Car manufacturers over the last several years have turned their efforts to building electric cars at the expense of traditional internal combustion engines. These efforts, outside a handful of success stories like Tesla, have been wildly unsuccessful.
Porsche, Ford, General Motors and many other companies have either altered plans to produce EV's or abandoned them entirely. Apparently Jaguar didn't get the memo.
In late-2024, they launched a rebrand with one of the most inexplicable marketing campaigns in corporate history.
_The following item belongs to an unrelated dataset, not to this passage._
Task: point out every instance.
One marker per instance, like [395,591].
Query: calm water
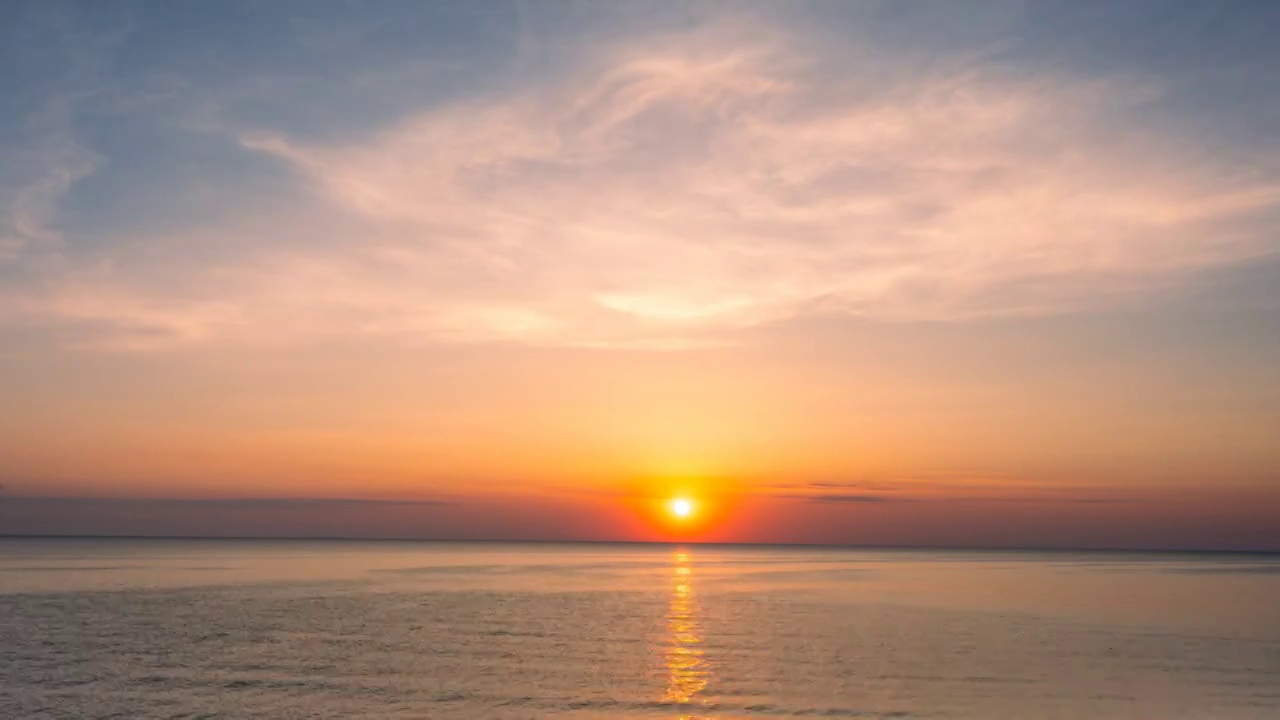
[384,629]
A bizarre series of colorful, eccentrically dressed, uh, modern individuals, to advertise a car company.
Reactions were overwhelmingly negative, with rampant comparisons to the Bud Light fiasco.
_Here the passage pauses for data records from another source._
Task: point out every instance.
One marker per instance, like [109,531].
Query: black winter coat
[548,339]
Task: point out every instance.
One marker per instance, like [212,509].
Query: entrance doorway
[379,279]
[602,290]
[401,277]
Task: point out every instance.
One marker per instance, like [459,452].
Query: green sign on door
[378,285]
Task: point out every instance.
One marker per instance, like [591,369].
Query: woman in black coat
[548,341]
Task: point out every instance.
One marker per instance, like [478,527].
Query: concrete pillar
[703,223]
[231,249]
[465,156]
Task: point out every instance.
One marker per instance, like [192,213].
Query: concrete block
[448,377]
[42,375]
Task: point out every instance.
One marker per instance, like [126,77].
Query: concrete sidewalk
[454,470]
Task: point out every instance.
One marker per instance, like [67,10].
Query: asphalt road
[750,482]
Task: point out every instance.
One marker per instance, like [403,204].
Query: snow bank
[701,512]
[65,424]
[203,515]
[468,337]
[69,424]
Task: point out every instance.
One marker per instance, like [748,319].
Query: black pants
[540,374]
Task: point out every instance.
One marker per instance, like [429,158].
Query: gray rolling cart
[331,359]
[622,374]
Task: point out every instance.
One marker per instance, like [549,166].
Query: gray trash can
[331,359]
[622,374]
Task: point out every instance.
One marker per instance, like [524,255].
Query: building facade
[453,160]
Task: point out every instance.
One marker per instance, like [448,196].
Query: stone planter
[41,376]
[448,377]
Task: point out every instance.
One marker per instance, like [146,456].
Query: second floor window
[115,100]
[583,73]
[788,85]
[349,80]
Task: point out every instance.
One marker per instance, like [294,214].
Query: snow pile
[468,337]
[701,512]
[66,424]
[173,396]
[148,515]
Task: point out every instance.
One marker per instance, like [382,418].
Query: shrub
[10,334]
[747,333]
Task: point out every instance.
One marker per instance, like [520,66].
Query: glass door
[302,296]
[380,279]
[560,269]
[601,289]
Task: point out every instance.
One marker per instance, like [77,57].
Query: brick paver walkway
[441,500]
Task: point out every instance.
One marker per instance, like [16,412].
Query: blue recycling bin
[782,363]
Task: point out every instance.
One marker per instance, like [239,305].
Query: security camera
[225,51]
READ: Jaguar May Already Be Looking To Rebrand Its Rebrand
Well, some of the most recent sales figures are out, and oh boy, Jaguar and their parent company Land Rover might be having some significant regrets.
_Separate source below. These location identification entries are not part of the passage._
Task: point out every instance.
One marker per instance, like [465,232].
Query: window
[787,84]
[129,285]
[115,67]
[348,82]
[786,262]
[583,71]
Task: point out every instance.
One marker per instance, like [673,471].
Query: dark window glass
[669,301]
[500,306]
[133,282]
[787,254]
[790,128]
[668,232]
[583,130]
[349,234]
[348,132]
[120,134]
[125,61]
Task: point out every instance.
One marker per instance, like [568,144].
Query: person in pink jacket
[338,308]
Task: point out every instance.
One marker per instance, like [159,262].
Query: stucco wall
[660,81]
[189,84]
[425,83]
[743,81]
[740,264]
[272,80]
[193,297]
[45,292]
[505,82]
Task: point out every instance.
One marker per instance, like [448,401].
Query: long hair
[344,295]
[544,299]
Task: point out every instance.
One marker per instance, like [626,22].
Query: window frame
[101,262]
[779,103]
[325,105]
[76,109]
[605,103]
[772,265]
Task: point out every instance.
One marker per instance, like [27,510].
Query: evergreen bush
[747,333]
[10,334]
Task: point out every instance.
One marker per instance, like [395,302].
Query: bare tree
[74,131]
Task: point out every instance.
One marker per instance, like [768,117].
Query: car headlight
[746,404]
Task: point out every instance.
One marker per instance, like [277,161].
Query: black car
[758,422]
A Jaguar logo is pictured during the Brussels Motor Show on January 9, 2020 in Brussels. (Photo by Kenzo TRIBOUILLARD / AFP) (Photo by KENZO TRIBOUILLARD/AFP via Getty Images)
Jaguar Takes Huge Sales Drop After Destroying Brand Prestige
A new report out this week revealed that Jaguar's sales in April 2025 throughout Europe dropped nearly 98%, 97.5% to be exact.
The company sold just 49 cars throughout the continent, down from 1,961 vehicles.
It's hard to do much worse than that.
Some of the decline is due to Jaguar phasing out production of gas cars in its attempt to refocus on electric cars instead. But there's little doubt that the remaining gas automobiles Jaguar's trying to sell, aren't moving. And part of that is undoubtedly due to the loss of brand prestige from the absurdist attempt to rebrand.
Jaguar is yet another case of companies misreading the room, attempting to please an audience that functionally doesn't exist. Even if they do pivot to electric cars, create new products, have more vehicles sitting on dealer lots, they've damaging their reputation to such a point that it's hard to see how they recover in the immediate future.
This is what happens when companies choose political activism instead of producing the best possible products. Seems like such a simple lesson, doesn't it? Yet they so often refuse to learn it. How many more disastrous months, poor sales figures, diminished branding will it take? Jaguar seems to be finding out right now.